Page 1 of 2

Determing if a URL is a web page or file download

Posted: Thu Jul 21, 2011 10:49 pm
by MachineCode
In my app, the user can specify a web page to view by directly typing it into a StringGadget. But it was reported to me today that if the user types a filename, such as "http://www.example.com/App.zip", then my app sends back the file as gibberish text.

So, I need to determine if the typed URL is actually a web page or download. What's the best way to test this? I was just going to check if the extension is HTM, HTML, PHP, and so on; but some URLs don't end in these (like these forums, this thread's URL ends in "viewtopic.php?f=13&t=46967" and not just ".php").

What to do? Thanks.

Re: Determing if a URL is a web page or file download

Posted: Thu Jul 21, 2011 11:20 pm
by skywalk
I put this in a wrapper to check lan connectivity.

Code: Select all

InitNetwork()
Define.s URL$
URL$ = "http://www.w3.org/Protocols/HTTP/HTRESP.html"
Debug UCase(StringField(GetHTTPHeader(URL$),1,#CRLF$))
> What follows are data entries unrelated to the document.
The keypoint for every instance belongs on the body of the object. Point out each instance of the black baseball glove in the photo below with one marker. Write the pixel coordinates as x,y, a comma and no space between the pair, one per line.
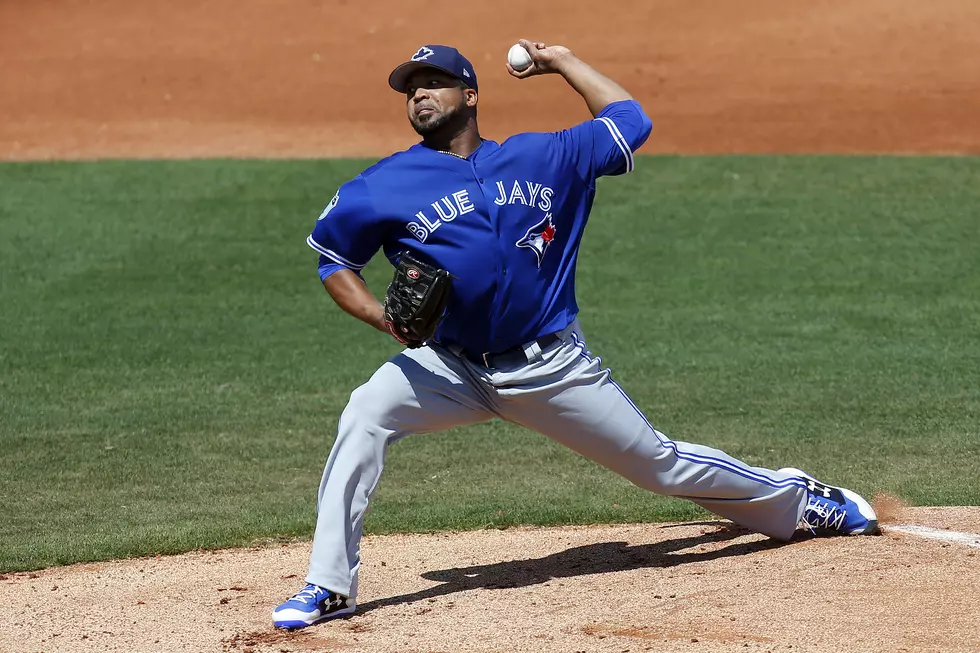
416,300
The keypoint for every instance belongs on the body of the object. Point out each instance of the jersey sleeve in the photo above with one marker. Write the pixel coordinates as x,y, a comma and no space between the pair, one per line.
349,231
604,146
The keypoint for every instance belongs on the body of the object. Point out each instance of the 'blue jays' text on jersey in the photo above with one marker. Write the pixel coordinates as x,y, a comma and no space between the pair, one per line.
506,222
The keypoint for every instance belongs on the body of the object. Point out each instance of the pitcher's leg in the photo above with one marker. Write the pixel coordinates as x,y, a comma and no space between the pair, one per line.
576,403
418,391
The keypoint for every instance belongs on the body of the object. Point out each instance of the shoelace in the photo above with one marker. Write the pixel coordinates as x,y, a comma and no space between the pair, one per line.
823,515
306,595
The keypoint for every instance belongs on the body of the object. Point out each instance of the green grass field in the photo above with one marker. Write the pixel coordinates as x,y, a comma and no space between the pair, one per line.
171,371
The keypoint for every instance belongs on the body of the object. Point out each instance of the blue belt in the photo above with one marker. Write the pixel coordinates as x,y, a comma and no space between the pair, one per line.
512,357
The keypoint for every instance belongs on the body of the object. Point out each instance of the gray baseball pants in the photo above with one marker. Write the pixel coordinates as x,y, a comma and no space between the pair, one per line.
563,393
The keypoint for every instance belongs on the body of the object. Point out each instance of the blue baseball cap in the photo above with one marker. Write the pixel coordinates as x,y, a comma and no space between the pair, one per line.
441,57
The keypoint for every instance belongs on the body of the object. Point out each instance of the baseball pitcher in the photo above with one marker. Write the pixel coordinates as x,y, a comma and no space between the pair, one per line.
484,239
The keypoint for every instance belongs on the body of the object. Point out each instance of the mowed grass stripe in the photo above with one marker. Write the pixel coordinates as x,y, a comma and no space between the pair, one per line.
171,372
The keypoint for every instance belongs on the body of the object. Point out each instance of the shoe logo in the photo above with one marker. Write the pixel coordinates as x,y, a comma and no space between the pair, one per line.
335,603
822,489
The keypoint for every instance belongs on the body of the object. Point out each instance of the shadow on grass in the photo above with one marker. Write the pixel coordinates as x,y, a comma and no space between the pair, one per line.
599,558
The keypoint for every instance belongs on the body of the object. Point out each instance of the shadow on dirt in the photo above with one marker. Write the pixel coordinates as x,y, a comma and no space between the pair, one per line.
599,558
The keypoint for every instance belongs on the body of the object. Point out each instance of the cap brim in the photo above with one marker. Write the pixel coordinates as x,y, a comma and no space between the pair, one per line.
398,79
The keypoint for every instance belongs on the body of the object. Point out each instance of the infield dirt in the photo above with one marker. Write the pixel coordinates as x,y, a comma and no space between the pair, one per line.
646,587
82,80
308,78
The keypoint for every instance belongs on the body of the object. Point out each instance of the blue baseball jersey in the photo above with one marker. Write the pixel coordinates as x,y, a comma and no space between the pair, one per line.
506,222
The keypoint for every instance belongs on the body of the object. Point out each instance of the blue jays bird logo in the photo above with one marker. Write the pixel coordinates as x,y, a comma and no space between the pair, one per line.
539,237
422,54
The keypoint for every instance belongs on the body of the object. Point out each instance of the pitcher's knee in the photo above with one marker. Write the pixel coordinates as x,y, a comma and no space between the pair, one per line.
369,411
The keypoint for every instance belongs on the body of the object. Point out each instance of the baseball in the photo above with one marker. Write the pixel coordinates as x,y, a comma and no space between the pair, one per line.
518,57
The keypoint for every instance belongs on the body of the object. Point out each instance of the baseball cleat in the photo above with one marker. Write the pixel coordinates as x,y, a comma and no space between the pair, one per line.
835,510
311,605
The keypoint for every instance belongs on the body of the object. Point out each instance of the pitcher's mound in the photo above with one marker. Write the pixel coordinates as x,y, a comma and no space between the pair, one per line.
648,587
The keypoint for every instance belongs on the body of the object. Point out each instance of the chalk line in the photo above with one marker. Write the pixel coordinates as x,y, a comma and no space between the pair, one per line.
967,539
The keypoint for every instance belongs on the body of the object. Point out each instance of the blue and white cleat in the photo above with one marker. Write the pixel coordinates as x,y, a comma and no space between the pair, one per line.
835,510
311,605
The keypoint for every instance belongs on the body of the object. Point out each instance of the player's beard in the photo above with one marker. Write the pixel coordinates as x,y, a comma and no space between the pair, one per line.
430,125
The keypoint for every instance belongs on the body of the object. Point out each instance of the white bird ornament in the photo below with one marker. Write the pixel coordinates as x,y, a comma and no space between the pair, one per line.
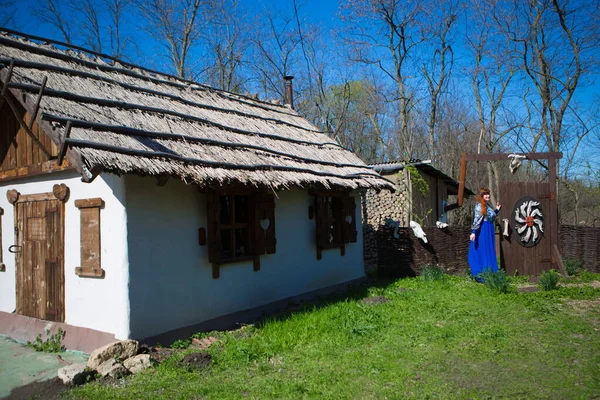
418,231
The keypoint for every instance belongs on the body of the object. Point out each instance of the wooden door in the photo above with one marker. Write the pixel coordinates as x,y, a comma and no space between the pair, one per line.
39,251
527,259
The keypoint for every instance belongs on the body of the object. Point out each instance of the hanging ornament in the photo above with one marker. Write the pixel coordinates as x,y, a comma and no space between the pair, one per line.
528,221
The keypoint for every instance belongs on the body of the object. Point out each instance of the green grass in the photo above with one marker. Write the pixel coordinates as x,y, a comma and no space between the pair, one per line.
452,339
549,280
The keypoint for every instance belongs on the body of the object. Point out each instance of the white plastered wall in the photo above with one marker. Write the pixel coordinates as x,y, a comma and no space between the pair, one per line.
100,304
171,284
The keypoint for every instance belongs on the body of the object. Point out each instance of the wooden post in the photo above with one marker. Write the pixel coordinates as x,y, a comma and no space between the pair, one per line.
461,179
552,171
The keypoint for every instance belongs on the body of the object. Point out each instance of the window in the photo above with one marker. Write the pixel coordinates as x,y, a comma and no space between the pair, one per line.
241,227
2,266
90,237
335,215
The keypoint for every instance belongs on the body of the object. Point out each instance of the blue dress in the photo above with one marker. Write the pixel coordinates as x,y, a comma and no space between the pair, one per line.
482,250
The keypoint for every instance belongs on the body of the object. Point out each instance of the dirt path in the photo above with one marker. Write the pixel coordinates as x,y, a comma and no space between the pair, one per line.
21,366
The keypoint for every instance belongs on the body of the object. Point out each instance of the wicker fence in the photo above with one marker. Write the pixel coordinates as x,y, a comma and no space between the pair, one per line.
405,255
581,243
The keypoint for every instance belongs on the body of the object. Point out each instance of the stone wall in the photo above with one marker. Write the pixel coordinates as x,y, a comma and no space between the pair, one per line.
382,209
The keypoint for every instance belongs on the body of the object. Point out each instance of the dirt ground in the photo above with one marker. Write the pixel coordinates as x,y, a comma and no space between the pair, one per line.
45,390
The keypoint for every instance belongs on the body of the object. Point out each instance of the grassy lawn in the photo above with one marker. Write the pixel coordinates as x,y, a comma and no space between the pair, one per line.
442,339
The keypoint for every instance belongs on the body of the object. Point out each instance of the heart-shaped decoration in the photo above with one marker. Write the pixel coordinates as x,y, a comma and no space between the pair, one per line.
265,223
61,191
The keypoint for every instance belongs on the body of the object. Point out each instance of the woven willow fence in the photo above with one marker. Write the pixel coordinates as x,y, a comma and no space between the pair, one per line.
581,243
406,255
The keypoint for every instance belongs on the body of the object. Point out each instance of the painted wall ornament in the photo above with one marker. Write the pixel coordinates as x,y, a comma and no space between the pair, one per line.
528,221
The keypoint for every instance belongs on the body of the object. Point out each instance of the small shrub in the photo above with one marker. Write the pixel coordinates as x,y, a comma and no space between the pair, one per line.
549,280
432,273
496,281
572,266
181,344
53,343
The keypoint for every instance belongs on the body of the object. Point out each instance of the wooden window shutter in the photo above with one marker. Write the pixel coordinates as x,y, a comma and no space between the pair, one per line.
214,234
321,210
264,222
2,266
348,223
90,237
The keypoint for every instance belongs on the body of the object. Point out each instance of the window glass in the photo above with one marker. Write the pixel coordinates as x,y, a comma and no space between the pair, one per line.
241,209
225,217
226,242
241,242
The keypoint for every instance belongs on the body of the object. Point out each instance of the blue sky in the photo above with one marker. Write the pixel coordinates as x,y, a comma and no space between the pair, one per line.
322,12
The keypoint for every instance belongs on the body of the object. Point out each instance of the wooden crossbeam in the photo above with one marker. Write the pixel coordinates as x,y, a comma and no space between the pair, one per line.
5,82
36,109
25,127
504,156
550,156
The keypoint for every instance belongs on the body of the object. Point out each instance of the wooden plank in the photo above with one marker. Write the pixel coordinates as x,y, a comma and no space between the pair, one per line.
54,308
46,167
90,237
89,203
18,257
26,198
461,179
504,156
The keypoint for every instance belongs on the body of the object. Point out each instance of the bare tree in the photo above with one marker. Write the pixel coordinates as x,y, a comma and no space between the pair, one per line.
226,41
7,12
53,13
274,52
437,68
386,34
117,9
177,26
94,24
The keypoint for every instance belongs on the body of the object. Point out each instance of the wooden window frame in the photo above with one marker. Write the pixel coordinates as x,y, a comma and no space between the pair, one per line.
2,266
261,239
331,212
90,238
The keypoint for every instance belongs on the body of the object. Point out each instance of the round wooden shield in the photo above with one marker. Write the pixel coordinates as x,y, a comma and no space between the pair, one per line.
527,221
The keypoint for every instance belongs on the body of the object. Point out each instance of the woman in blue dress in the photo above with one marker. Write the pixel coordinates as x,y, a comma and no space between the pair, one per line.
482,250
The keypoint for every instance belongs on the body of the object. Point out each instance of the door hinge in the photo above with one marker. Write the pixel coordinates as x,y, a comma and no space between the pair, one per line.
550,196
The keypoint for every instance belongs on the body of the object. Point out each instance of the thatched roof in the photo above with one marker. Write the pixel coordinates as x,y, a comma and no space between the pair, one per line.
115,117
424,166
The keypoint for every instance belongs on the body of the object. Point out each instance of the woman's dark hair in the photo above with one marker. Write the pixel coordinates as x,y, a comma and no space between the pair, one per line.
480,194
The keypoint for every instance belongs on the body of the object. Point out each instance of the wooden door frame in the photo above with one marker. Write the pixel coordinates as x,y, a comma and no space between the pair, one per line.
552,158
60,193
534,260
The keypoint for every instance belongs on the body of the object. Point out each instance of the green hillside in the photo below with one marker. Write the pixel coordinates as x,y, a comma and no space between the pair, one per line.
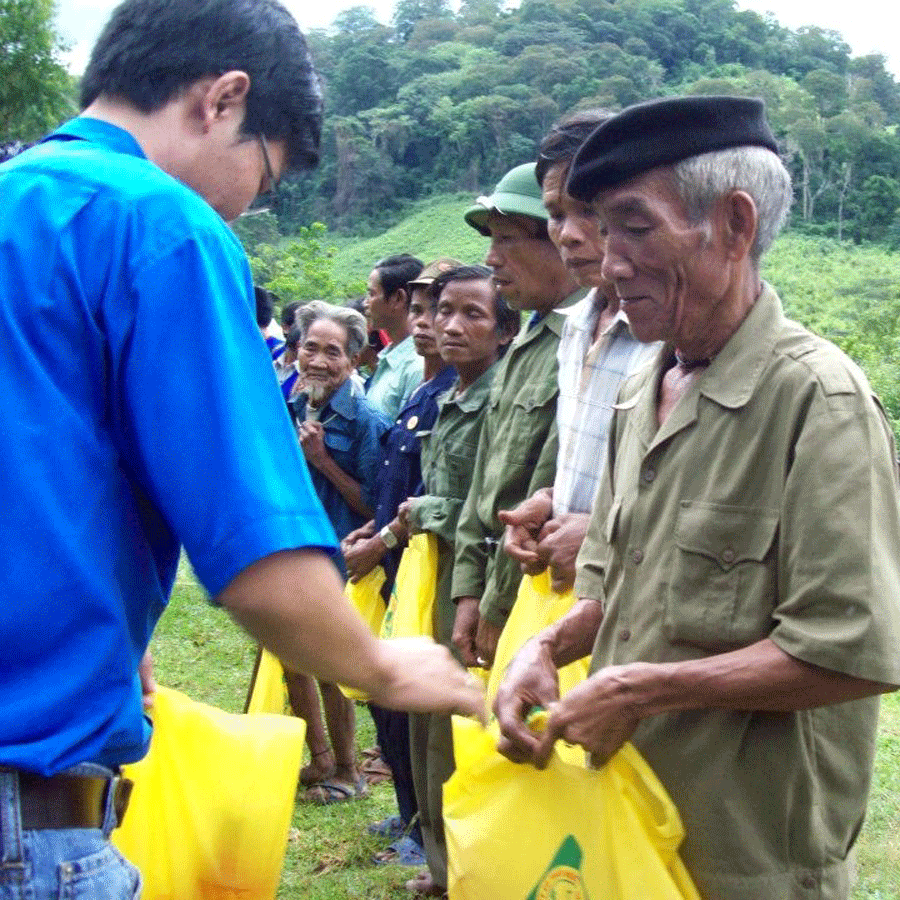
434,228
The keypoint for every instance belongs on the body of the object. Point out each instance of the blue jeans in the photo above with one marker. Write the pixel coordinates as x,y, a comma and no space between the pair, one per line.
75,864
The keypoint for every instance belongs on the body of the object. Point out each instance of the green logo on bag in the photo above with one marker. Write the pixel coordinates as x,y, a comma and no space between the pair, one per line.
562,880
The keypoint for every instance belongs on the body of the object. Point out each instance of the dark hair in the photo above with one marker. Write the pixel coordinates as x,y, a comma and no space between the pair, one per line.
395,272
152,49
357,303
508,320
565,137
289,313
264,306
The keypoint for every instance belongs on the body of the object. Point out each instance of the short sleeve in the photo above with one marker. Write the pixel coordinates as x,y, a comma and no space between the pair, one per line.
201,416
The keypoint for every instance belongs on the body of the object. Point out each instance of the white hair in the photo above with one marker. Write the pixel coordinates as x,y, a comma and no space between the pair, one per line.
349,319
701,180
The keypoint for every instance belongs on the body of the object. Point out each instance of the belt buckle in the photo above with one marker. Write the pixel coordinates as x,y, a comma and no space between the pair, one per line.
120,789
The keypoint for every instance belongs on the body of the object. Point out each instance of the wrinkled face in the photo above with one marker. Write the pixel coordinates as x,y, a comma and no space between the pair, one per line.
669,271
572,226
323,360
376,304
421,323
465,323
525,266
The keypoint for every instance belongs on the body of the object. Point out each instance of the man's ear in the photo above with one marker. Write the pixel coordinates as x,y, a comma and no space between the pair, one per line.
225,96
739,223
400,296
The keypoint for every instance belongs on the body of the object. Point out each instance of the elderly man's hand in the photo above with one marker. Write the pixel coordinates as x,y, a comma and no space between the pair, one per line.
486,639
530,681
362,556
597,714
422,676
523,525
312,440
559,542
465,627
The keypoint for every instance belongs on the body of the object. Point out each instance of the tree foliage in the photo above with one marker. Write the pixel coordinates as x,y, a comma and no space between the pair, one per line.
35,89
441,101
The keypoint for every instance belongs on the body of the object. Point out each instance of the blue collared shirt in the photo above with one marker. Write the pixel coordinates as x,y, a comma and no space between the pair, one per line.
401,470
141,411
352,434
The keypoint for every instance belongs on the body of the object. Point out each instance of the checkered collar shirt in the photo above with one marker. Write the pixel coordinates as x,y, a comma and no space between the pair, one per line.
590,373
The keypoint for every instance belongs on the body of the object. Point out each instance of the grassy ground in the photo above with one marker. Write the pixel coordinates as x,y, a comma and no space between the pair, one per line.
198,650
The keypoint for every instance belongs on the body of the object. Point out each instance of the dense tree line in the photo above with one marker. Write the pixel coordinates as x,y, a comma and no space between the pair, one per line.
441,101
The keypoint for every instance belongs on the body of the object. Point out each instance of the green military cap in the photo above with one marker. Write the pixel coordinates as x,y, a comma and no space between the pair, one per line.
432,270
516,193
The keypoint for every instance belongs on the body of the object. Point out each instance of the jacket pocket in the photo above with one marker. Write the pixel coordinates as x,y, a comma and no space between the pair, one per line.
723,584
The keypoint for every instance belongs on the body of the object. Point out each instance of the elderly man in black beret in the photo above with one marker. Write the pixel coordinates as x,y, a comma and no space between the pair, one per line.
739,582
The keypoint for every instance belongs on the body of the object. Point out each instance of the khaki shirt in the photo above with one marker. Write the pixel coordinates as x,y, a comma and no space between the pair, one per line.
766,506
516,456
448,460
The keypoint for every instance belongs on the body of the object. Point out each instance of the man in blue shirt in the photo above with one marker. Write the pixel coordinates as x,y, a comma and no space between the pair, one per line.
124,440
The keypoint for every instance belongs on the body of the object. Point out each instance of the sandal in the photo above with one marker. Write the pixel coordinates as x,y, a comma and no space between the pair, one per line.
422,885
331,791
403,852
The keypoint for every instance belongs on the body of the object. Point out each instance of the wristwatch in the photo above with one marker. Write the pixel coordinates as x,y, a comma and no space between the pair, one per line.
389,538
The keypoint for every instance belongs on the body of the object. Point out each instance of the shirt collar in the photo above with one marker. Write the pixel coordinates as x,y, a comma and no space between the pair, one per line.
733,375
98,132
554,319
477,394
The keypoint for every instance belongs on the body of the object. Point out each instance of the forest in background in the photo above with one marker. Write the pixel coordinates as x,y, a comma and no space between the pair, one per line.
442,101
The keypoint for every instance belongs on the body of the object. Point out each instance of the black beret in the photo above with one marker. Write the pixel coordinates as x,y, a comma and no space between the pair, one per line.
662,133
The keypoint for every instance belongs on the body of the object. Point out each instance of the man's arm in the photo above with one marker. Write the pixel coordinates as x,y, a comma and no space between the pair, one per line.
313,444
602,712
292,602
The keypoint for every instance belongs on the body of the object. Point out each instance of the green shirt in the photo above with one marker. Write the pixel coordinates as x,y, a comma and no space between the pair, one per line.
765,506
516,456
448,458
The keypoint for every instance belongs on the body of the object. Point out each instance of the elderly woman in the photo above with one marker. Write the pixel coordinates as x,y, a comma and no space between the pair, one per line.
340,432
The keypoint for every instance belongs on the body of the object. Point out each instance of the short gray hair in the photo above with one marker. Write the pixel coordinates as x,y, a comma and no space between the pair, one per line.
701,180
349,319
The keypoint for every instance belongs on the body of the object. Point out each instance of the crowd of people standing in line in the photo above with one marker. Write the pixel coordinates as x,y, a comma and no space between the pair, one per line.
733,558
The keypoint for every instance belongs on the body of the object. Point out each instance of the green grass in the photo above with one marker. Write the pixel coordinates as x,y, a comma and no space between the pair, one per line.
199,650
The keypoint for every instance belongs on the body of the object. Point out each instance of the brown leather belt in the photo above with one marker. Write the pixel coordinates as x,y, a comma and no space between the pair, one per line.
70,801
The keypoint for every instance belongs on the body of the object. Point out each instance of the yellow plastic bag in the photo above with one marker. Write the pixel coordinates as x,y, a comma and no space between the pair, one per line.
567,831
537,606
212,802
268,692
411,608
365,596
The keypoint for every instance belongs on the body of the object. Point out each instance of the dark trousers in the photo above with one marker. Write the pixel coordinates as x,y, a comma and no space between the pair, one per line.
392,729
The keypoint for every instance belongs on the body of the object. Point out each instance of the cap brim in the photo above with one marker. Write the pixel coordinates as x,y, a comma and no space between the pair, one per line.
505,204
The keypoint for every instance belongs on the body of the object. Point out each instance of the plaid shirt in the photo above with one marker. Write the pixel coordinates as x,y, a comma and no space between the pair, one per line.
590,374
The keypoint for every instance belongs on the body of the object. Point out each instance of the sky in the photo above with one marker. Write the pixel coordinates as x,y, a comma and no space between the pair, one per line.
861,22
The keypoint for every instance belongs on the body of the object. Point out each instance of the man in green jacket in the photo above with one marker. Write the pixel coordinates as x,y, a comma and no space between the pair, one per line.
518,443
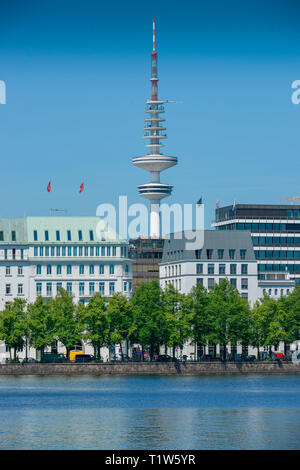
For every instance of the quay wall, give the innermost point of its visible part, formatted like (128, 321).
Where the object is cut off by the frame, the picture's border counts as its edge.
(154, 368)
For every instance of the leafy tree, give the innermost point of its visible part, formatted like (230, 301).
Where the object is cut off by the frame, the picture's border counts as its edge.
(119, 311)
(149, 322)
(41, 323)
(229, 314)
(68, 321)
(12, 325)
(96, 323)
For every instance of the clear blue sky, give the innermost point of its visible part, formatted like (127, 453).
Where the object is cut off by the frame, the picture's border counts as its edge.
(77, 76)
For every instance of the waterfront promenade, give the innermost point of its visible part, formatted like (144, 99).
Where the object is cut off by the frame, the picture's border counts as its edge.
(151, 368)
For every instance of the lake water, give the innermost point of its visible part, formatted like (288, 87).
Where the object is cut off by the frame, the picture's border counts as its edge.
(153, 412)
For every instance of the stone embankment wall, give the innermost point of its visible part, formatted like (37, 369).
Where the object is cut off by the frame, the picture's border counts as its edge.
(148, 368)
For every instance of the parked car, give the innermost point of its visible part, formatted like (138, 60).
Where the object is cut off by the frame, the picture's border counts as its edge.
(28, 360)
(278, 356)
(80, 358)
(166, 358)
(52, 357)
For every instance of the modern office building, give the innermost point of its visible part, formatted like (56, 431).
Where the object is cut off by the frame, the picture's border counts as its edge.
(212, 256)
(40, 254)
(275, 232)
(146, 254)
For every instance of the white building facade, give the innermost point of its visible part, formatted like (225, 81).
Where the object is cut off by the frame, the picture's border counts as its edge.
(38, 255)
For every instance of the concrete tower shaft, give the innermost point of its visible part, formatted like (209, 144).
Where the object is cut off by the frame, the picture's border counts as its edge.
(154, 161)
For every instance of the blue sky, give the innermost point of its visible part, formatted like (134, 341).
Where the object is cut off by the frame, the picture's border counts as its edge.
(77, 76)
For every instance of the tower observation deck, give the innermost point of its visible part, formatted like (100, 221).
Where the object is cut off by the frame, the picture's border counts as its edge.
(154, 161)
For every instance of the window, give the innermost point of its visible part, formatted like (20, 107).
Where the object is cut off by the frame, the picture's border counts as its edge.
(58, 286)
(91, 288)
(111, 288)
(199, 268)
(101, 288)
(221, 268)
(211, 269)
(81, 289)
(233, 269)
(244, 269)
(49, 289)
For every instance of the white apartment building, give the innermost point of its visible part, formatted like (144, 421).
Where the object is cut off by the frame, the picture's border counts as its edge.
(40, 254)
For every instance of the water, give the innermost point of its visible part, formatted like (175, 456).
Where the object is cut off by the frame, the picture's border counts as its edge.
(153, 412)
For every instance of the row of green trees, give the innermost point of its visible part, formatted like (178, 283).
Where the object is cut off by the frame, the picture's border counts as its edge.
(153, 317)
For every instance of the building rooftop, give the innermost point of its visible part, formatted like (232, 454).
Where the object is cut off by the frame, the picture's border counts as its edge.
(57, 230)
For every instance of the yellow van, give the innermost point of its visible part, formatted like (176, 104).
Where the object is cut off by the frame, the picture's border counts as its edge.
(73, 355)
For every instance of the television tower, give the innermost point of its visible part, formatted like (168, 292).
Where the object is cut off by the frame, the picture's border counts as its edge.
(154, 161)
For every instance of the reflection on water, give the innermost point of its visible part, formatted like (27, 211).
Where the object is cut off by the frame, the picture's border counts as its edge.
(224, 412)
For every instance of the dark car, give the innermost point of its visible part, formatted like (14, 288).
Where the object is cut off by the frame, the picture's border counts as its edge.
(29, 360)
(80, 358)
(165, 358)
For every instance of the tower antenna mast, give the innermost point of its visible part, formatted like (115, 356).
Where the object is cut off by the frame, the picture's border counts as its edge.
(154, 161)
URL$ = "http://www.example.com/App.zip"
Debug UCase(StringField(GetHTTPHeader(URL$),1,#CRLF$))

; Checking a file or folder does not work! --> "file://c:\z.txt"
; Even though it will load in a webgadget.
; Use FileSize() instead.
URL$ = "file://c:\z.txt"
;Debug UCase(StringField(GetHTTPHeader(URL$),1,#CRLF$))  ; <--- This will fail after a long timeout
Debug FileSize(URL$) + 1

Re: Determing if a URL is a web page or file download

Posted: Fri Jul 22, 2011 12:31 am
by TomS
@skywalk: Your code debugs "302 found" for the second file which clearly doesn't exist.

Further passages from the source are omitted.